「111」からのスタート
2年前のいまごろ、背番号は3ケタだった。
砂田毅樹が育成1位の指名を受けてベイスターズに入団したのは2014年。2年目の15年6月には早くも支配下登録を勝ち取り、その年のオフには左腕の代表的な背番号「47」を与えられた。
昨年の春季キャンプ、砂田はこう息巻いていた。
「(16年は)最低2ケタは勝ちたい。“最低”というところに注目してほしいんですけど、10勝じゃなくて最低2ケタは勝ちたいんです。やっぱり『47』をつけるからには、10勝で喜んでるようじゃダメだと思う」
しかし、現実は思うようにはいかなかった。
開幕ローテーションに入り、前半戦だけで7度の先発機会を与えられたが、その時点での成績は1勝2敗、防御率4.30。「最低2ケタ」は遠くにかすんだ。
新たな役割の下で
8月に入り新たに与えられたのは、中継ぎという役割だった。当初はビハインドの場面での登板だったが、適性を表すにつれ、シーズン終盤には重要な局面でマウンドに送り込まれることが多くなっていった。
そして今シーズン、21歳の左腕は勝ちパターンの一角に組み込まれた。4月16日に明らかとなったブルペンの配置転換により、セットアッパーとして右腕の三上朋也とともに8回を任されることとなったのだ。
4月の終わり、アレックス・ラミレス監督はインタビューの中で砂田についてこう語った。
「間違いなく彼にはリリーフがいちばん似合っている。いま、セントラル・リーグにいる左のリリーフの中でベストなピッチャーだと思っている」
その評価を伝えると、砂田は表情を変えずに言った。
「監督からは、奄美での秋季キャンプの時からそう言われています。『中継ぎをやれば、お前はトップをとれるぐらいの実力はある』と。
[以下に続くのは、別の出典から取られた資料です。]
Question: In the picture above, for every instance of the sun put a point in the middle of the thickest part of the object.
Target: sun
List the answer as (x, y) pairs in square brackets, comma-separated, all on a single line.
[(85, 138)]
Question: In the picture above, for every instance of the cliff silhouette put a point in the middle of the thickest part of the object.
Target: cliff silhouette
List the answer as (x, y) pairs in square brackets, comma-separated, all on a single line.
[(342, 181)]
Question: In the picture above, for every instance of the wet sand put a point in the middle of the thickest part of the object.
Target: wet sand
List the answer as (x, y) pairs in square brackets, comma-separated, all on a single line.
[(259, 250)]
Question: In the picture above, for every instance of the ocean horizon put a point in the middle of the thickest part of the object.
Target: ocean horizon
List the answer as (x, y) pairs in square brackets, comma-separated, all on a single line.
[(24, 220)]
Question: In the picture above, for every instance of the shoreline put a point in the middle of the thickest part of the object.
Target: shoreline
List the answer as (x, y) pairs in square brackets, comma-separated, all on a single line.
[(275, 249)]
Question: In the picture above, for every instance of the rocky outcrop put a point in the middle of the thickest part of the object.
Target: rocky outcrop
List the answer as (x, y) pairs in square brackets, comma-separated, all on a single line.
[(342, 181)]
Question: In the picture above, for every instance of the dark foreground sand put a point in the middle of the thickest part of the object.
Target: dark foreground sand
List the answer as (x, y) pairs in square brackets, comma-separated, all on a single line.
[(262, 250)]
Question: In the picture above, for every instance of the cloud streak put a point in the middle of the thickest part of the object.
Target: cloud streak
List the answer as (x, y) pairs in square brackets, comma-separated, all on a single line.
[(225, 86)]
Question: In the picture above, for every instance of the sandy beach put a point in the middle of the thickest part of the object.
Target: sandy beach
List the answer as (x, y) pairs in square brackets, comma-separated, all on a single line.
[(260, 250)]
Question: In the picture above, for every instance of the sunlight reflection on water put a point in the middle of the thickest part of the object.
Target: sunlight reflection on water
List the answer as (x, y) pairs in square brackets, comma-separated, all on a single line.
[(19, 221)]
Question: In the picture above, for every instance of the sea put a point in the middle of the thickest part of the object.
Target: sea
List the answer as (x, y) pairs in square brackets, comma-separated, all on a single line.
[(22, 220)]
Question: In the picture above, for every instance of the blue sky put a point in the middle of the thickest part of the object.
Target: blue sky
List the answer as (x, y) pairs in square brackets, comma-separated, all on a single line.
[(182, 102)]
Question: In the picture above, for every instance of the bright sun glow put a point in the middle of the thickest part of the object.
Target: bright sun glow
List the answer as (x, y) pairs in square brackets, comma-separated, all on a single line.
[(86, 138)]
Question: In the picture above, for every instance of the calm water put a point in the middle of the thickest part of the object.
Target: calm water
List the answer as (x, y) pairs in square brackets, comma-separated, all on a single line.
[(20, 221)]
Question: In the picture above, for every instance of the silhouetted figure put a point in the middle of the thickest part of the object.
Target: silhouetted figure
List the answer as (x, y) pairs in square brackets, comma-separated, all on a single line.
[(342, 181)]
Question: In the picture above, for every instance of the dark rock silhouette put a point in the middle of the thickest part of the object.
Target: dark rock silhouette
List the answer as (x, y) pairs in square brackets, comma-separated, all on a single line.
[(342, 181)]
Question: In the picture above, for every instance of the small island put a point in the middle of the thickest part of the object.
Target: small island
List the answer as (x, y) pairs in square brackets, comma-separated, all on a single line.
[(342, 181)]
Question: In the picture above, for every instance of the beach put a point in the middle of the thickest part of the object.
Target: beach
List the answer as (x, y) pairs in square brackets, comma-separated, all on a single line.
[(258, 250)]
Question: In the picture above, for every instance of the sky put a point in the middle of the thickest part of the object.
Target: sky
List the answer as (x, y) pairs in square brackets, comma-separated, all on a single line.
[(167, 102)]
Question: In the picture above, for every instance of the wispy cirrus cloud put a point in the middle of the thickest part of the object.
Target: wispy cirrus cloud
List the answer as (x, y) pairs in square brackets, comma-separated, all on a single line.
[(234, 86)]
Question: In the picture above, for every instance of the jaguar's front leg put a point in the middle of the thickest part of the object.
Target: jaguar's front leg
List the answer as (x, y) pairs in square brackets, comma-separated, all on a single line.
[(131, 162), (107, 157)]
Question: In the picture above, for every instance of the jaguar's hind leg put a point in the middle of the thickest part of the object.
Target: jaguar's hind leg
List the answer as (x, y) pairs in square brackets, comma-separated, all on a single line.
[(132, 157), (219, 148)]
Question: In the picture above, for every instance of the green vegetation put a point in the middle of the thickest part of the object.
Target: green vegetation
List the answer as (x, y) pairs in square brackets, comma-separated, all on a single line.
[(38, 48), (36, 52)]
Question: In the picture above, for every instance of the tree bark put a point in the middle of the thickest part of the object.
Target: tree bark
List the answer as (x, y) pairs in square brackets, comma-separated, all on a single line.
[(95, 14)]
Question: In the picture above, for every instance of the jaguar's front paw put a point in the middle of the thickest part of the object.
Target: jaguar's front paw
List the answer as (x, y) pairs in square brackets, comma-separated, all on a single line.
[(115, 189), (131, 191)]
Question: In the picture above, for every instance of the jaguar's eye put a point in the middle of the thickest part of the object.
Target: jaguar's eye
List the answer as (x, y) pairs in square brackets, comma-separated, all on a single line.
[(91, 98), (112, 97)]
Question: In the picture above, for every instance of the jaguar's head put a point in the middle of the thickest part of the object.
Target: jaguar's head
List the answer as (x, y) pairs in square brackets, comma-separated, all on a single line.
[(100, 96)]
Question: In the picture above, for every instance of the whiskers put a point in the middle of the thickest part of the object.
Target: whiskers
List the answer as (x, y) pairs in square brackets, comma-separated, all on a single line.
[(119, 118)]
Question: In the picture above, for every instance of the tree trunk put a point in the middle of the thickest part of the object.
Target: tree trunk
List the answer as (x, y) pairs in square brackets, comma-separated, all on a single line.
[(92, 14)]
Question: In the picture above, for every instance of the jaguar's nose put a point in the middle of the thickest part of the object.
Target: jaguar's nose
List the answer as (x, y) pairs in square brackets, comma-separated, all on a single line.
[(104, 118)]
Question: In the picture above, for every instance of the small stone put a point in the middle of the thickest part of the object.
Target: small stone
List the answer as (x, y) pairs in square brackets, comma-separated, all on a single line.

今年のオープン戦では結果が残せなくて、ファームでも打たれてばかりでしたけど、それでも神宮での開幕前日練習の時に『結果は気にしていない。公式戦になったらお前はやってくれる』と話しかけてくれた。そう言ってもらえて自信になりました。そのおかげで(シーズンに入ってから)思いきり自分の投球ができていると思います。」
欠くことのできない存在に
実際、ここまでの安定感は抜群だ。すでに15試合に登板して、防御率は1.42(5月9日終了時点)。直球に力が増して、スライダーにも磨きがかかった。「いまはかなりベストな状況」と、砂田は納得の表情を見せる。
「右打者の内角にしっかり投げ切れるようになったのは、自分でもすごくいい傾向だと思います。去年はそれができなくて打たれてしまうことが多かったので」
だが、成長の秘密はそれだけではなさそうだ。
中継ぎという役割それ自体が、砂田を育てている。
「コーチの木塚(敦志)さんからも、常に試合展開を読んでおくようにと言われてるんですけど、中継ぎに入ってから野球を自分なりに見るようになりました。試合展開だったりチームの状況だったり、見えてくるものがたくさん出てきた。それがいい方向につながっているのかなと思います」
中継ぎとして活躍し、ブルペンに欠かせない存在となりつつある砂田だが、心の奥底には先発復帰への思いを残している。
「先発を諦めたわけではないですし、また先発をやる可能性もなくはない。でも、いまは中継ぎでチームの力になれてると自分でも思えています。それに、これから先やっていくために必要なことをたくさん経験できているので、中継ぎをやって本当によかったなと思います」
そう語る砂田の表情は、鼻息の荒かった1年前に比べて、ずいぶん大人びて見えた。